The best trainer will train YOU to train your dog. Dogs are pretty predictable.


----------



## brittanyb28 (Dec 16, 2013)

I am taking him to a trainer that was highly recommended at the dog park I go to. And their dog was very well mannered. I just don't want to pay for something, then it doesn't get fixed and they want more money and more money and by the time you know it I'm broke. I'm not asking for him to be a police dog, just jumping, biting and paying attention to commands while distracted. 

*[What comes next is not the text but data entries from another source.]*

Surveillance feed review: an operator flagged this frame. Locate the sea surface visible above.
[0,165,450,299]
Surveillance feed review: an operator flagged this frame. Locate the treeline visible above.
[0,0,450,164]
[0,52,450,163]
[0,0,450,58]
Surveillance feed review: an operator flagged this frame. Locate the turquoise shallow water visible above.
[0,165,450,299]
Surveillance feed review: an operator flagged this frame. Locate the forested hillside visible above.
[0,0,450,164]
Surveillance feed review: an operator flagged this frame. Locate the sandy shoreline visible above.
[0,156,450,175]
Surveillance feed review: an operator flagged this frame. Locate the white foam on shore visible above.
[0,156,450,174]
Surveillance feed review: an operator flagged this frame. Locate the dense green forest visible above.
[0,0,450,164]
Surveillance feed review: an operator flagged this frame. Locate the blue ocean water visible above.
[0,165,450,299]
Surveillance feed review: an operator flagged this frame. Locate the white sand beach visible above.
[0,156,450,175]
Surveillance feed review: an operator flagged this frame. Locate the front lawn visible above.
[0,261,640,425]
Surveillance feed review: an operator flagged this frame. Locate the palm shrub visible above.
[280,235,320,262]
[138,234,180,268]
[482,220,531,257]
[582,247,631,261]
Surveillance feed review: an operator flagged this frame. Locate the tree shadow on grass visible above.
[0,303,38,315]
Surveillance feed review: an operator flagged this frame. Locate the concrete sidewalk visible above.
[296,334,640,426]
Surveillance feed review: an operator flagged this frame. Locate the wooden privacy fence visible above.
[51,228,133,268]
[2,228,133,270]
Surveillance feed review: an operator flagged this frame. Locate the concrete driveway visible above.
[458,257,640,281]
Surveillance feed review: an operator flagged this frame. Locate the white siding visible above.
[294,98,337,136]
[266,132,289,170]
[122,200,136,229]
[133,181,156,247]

Sent from Petguide.com Free App


----------



## Baillif (Jun 26, 2013)

Be prepared to change how you interact or live with the dog. If you aren't willing to make some changes then prepared to be disappointed.


----------



## boomer11 (Jun 9, 2013)

Baillif said:


> Be prepared to change how you interact or live with the dog. If you aren't willing to make some changes then prepared to be disappointed.

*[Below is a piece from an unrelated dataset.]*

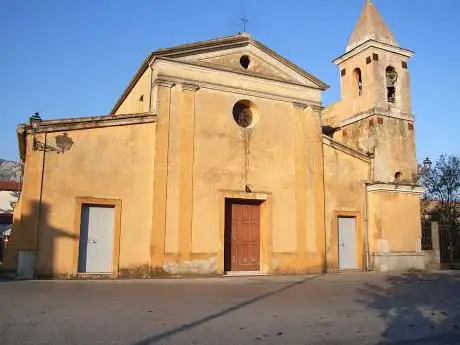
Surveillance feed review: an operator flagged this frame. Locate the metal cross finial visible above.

yes agreed. its not really the dogs fault. its more your fault and you're the one that will have to change how you do things.


----------



## bill (Nov 8, 2013)

boomer11 said:


> there are great trainers and there are wannabe trainers. listen to them but if things arent working for you then get a new one.
> 
> how much exercise is the dog getting? you shouldnt have to get rid of the dog. the dog just needs CONSISTENT rules and boundaries.

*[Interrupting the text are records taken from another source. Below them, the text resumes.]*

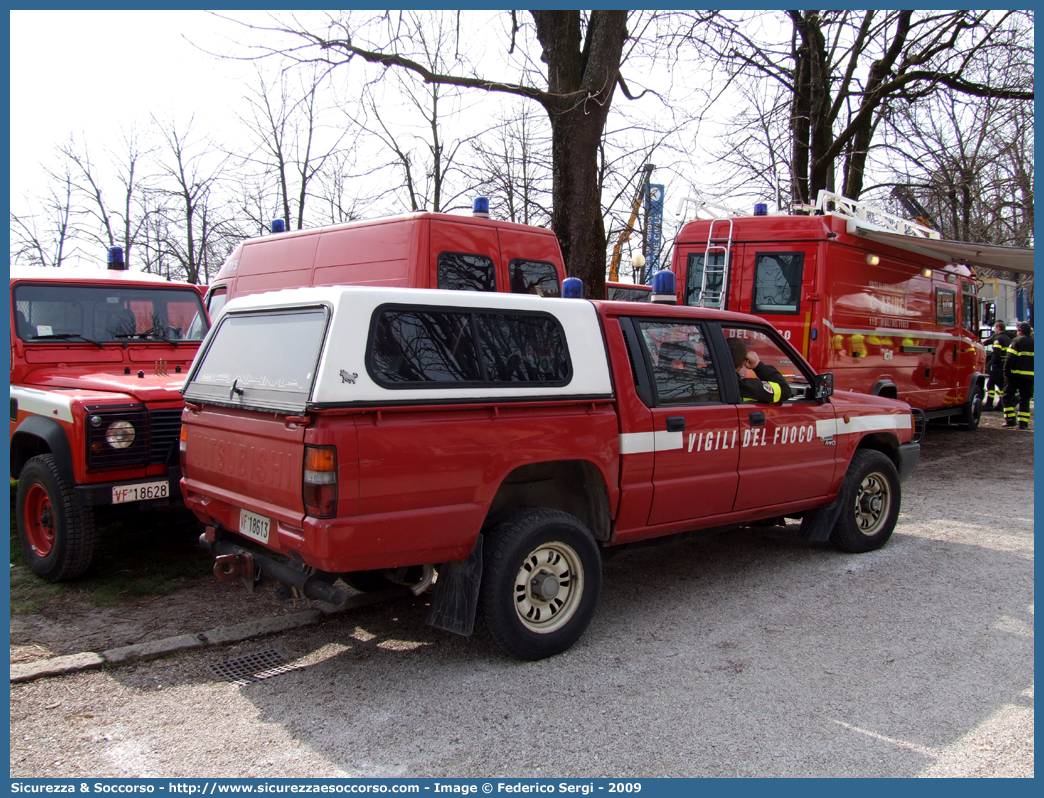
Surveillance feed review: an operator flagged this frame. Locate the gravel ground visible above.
[10,415,1034,778]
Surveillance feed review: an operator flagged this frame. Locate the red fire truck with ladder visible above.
[671,191,1034,431]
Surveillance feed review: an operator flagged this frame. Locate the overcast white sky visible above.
[10,10,250,205]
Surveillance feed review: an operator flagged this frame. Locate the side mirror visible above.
[815,372,834,402]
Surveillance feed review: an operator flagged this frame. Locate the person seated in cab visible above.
[729,338,790,404]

I think Boomer hit it with exercise and consistent rules and boundaries! Dogs need mental stimulation also" that will tire them out! Sounds like your pup has a lot of energy" and herding drives! Tire him out be firm fair consistent! Bill


----------



## Merciel (Apr 25, 2013)

What are you asking exactly? I can't quite follow.

The trainer is not going to fix the problem of the dog jumping and mouthing. _You_ have to fix that. And you have to do it, like Bailif said, by changing how you live and interact with your dog. Whatever you (or your kids) are doing now is rewarding the behavior; that's why it isn't going away.

What the trainer _should_ be doing is teaching you what you're doing wrong right now, and what you should do to decrease the behaviors you don't want and increase the behaviors you do want.

After that it's up to you to follow through by changing your own behavior accordingly and being consistent with those changes. If you don't do that, the program will fail.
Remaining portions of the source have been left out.